Perhaps philosopher Michael Marder was contemplating these questions when he wrote an op-ed for The New York Times on March 3, 2020, titled “The Coronavirus Is Us.” In his op-ed, Marder describes his version of wall sickness: “Well before the current outbreak, a global tendency to build walls and seal off national borders…had taken hold. The resurgent nationalism instigating this tendency nourishes itself on the fear of migrants and social contagion, while cherishing the impossible ideal of purity within the walled polity.”

Concerned with how such tendencies would complicate solving the coronavirus crisis, Marder continues the metaphor to encompass the global lockdown in which people are further divided by class. “As panic sets in,” he wrote, “in some quarters, personal border closure imitates the knee-jerk political gesture: Food and medical supplies are hoarded, while the wealthiest few prepare their luxury doomsday bunkers.” Marder arrives at the border’s eternal paradox: “Borders are porous by definition; no matter how fortified, they are more like living membranes than inorganic walls. An individual or a state that effectively manages to cut itself off from the outside will be as good as dead.”

In April 2020, political cartoonist Matt Wuerker published a cartoon of a stern general looking out from a missile-laden border barrier, as his minion spots a coronavirus floating over the wall with his binoculars. For better and worse, the virus reveals humanity’s interconnection, and the inability of borders to truly partition us, even when sealed as tightly as possible. In this sense, the coronavirus becomes not only a catastrophe but also a lyrical messenger.

For Marder, it delivers a prescient message for the post-pandemic future: The coronavirus speaks to the inability of walled countries to respond to global issues such as climate catastrophe—the pandemic being but one aspect of it—and advocates for us to “learn to live in a world that is interconnected.” Contemplated as one might contemplate a poem, the pandemic could be seen as a deep call to action, part of the “great turning,” as deep ecology scholar Joanna Macy has written, from an industrial-growth society that relies on borders, to a more sustainable civilization for which borders are an impediment. “The most remarkable feature of this historical moment on Earth,” says Macy, “is not that we are on the way to destroying the world—we’ve actually been on the way for quite a while.

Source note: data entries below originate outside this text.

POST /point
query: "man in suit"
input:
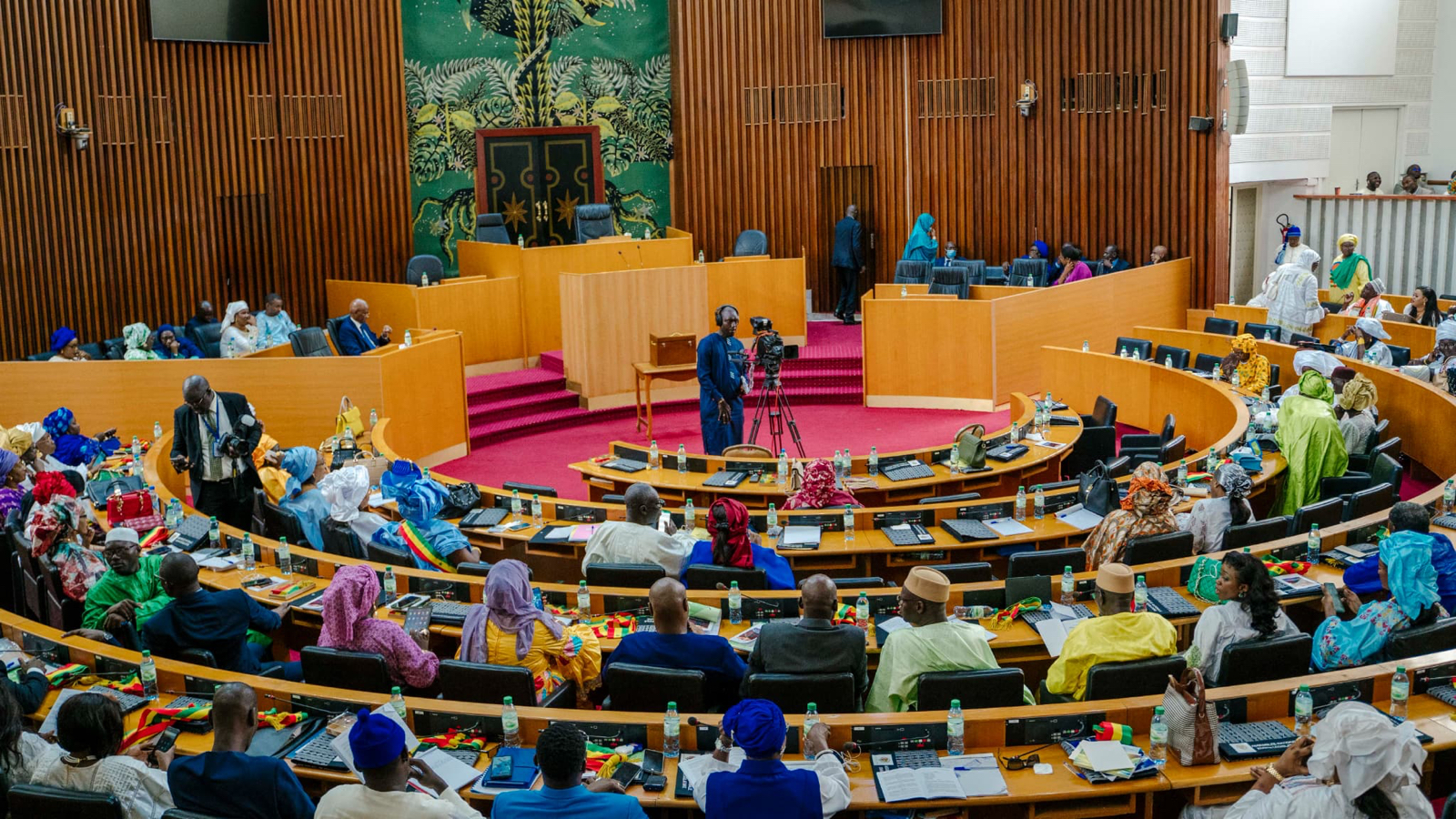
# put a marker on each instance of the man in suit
(213, 439)
(849, 263)
(356, 337)
(813, 644)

It is that we are beginning to wake up from a millennia-long sleep, to a whole new relationship to our world, to ourselves, and each other.”

In this sense, we can only hope that the director for the International Institute for Environment and Development, Andrew Norton, is right to state that the lessons drawn from COVID-19 could apply also to climate change. “Strengthening recognition of our interdependence—that everyone’s health is everyone else’s business—could strengthen the understanding that compassion and empathy are functional traits for humanity,” he writes. “The virus may lead to a deeper understanding of the ties that bind us all on a global scale.” Coronavirus is thus an offering for us to reimagine borders, what they are, who they are for, who they are not for, and how humanity and the Earth will be better served without them.

This excerpt from Build Bridges, Not Walls: A Journey to a World Without Borders (City Lights Books, 2021) by Todd Miller appears with permission of the publisher.